Balint hatte ich in Wien auf einer Veranstaltung kennengelernt und mit ihm über das Service-Portfolio gesprochen. Am Ende der Folge hatte ich Dir schon gesagt, dass das Gespräch meine Sicht auf die Disziplin Service-Portfolio-Management ziemlich verändert hat. Was genau und warum, dass möchte ich heute auflösen.
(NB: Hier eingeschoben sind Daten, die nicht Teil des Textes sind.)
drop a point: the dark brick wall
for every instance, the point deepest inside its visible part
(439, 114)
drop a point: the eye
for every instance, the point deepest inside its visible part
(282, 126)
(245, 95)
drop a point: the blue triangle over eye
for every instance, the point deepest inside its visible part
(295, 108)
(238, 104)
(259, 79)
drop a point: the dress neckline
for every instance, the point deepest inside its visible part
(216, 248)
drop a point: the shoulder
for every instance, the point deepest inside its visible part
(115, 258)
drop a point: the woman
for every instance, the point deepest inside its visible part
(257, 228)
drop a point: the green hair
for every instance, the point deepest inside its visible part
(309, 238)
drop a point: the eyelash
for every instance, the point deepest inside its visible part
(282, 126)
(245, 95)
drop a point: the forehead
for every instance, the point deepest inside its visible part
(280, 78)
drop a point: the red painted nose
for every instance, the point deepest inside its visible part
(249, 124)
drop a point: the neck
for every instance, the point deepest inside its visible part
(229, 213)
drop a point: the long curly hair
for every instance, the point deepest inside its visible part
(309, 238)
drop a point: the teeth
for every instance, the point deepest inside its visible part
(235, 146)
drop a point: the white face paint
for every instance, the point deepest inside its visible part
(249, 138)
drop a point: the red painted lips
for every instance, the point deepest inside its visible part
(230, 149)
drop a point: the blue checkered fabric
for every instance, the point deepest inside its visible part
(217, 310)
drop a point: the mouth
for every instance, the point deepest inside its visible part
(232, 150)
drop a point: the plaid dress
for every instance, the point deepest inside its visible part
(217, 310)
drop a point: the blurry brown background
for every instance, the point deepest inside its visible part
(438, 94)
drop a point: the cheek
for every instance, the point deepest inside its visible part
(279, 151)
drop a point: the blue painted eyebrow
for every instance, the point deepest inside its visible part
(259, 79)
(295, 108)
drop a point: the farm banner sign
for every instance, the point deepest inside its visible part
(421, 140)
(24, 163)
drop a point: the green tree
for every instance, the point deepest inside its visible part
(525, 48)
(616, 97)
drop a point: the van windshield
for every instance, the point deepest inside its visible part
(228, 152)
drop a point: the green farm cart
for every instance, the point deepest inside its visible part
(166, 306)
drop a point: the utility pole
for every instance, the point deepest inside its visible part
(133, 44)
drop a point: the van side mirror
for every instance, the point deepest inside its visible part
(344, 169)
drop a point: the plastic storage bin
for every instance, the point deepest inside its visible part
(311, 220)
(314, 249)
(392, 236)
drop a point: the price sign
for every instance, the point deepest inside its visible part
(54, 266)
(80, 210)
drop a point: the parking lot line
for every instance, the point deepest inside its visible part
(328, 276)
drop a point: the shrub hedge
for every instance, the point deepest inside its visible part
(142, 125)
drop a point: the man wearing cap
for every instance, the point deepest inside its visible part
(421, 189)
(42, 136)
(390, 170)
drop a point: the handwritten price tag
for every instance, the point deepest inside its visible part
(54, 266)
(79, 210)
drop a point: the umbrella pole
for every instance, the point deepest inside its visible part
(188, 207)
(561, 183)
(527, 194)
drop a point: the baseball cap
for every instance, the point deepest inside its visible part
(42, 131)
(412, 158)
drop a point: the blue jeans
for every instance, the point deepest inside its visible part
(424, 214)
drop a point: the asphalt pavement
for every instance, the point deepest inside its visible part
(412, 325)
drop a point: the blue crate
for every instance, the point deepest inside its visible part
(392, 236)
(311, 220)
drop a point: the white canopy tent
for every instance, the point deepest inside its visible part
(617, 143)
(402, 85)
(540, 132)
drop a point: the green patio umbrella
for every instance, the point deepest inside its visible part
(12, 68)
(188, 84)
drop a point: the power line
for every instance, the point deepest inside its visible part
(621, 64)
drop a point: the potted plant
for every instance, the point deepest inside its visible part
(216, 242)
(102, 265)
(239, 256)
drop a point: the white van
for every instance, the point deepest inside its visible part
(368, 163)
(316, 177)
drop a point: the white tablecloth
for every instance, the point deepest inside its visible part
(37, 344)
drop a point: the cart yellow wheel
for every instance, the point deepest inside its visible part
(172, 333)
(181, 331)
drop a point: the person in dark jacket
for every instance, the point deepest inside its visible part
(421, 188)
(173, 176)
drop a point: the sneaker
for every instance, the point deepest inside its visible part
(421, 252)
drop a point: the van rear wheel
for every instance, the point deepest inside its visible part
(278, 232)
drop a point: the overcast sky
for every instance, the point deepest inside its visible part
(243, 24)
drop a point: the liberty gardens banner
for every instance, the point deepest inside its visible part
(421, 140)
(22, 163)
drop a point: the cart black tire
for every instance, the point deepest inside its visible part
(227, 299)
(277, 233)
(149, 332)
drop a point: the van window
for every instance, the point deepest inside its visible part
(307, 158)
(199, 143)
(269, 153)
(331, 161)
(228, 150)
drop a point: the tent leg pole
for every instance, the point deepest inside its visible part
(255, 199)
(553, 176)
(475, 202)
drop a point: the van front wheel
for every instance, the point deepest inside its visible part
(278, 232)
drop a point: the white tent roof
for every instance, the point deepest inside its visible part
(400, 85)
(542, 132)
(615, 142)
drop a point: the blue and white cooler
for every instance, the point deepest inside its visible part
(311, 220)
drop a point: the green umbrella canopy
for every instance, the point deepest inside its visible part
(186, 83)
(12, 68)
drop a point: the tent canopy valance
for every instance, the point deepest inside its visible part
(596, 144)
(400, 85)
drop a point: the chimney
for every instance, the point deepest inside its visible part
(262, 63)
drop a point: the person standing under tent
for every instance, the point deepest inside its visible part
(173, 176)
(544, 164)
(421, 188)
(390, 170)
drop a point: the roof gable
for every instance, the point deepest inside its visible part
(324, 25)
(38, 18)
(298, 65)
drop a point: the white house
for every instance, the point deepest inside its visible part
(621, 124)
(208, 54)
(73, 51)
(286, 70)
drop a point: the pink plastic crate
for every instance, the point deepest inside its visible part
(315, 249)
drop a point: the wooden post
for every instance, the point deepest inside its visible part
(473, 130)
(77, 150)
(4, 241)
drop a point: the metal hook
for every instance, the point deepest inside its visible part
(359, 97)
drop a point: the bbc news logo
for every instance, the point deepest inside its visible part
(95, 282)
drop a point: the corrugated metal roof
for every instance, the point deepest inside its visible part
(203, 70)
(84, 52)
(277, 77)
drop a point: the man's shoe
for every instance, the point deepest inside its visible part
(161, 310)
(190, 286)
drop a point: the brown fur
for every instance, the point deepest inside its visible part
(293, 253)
Balint spricht davon, dass das Service-Portfolio ein Kommunikationstool zum Senior-Management ist. Er meint damit, dass das Portfolio aufzeigt, wie die Wertschöpfung des Unternehmens durch die IT abgebildet wird. Im Prinzip das, was ich als Business-Services verstehe – allerdings auf einer oder zwei Ebenen höher.

Die Theorie

Ich habe mir im Nachgang des Gespräches nochmal angeschaut, was im Buch zum Thema Service-Portfolio-Management steht. Ich kann nachvollziehen, dass mir das Ganze viel mehr als Verwaltungsorientierter Akt im Hinterkopf geblieben ist. Jedoch nach der inzwischen gewonnen Erfahrung lese ich auch diesen Bereich etwas anders. Es erscheint mir in der Version 2011 immer noch ein wenig akademisch. Die Beschreibung bleibt hinter dem zurück, was man allgemein unter Portfolio-Management versteht.

Grundsätzlich enthält das Service-Portfolio alle Services, die ein Provider plant, anbietet oder eingestellt hat. Somit erstreckt es sich über den gesamten Lebenszyklus des Service.

Der wirkliche Nutzen

Das Ziel ist, komplexe Zusammenhänge begreifbar zu machen und Entscheidungen zu treffen. Dabei werden Faktoren wie Kundennutzen, Strategie, Invest, Risiko, Marktanteile oder andere Werte in Korrelation gesetzt, um aufzuzeigen wo sich Chancen und Risiken verbergen.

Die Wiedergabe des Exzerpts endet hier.